Over $10 million has been spent on campaigning. Some feel the resources spent and the attack ads will only do damade to the winner’s chances in the general election. Republican Congressman John Boozman currently leads in polling over either winner. Republican Chair Michael Steele thought the “intraparty civil war” would only help Boozman.
Some Republicans are again trying a strategy, much like the famous “Operation Chaos” in the 2008 Presidential Primary, and are making no bones about trying to rig the race in their favor.
This race may have as much of a symbolic impact future ideological direction of the Democratic party as the Rand Paul Kentucky victory did for the Republican party.

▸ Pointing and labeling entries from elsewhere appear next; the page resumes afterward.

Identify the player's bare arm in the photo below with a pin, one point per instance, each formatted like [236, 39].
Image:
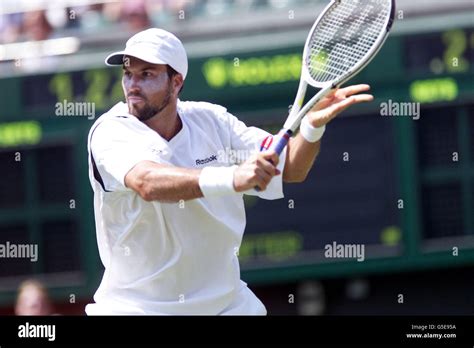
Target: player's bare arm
[301, 154]
[165, 183]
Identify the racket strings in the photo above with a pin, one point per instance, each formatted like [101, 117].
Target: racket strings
[344, 36]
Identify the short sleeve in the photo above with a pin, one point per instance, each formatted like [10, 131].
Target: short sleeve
[246, 141]
[115, 149]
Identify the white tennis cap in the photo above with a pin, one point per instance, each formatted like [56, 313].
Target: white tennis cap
[155, 46]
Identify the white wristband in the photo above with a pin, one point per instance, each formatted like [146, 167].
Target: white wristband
[217, 181]
[310, 133]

However, even if the Progressive candidate were to unseat the incumbent, the message it would send may still be murky.
Is it a signal that voters are displaying their anger at Washington party politics and voting for anti-establishment candidates? Keep in mind that Halter is the Lt. Governor of Arkansas, which isn’t exactly a huge leap. Rand Paul on the other hand, despite having little to no political experience to boost his anti-establishment credentials, in all likelihood benefited from patronage. The Rands could just as easily be the Tea Party’s answer to the Kennedys.
Is it that voters are becoming less interested in moderate ideals or is it that it is simply easier to generate more of a buzz around idealism than it is around moderation and compromise?
As the evening progressed it proved to be a pretty close race. With about 50% of precincts reporting it was well within the margin of error.
At the end of the day, the forces of incumbency and powerful friends in current President Obama and former President Bill Clinton were too much for Halter to overcome. Blanche Lincoln won with 52% of the vote.
Lincoln was moved further to the left on financial reform by Halter’s campaign and now claims she “gets” why there was an anti-incumbent surge.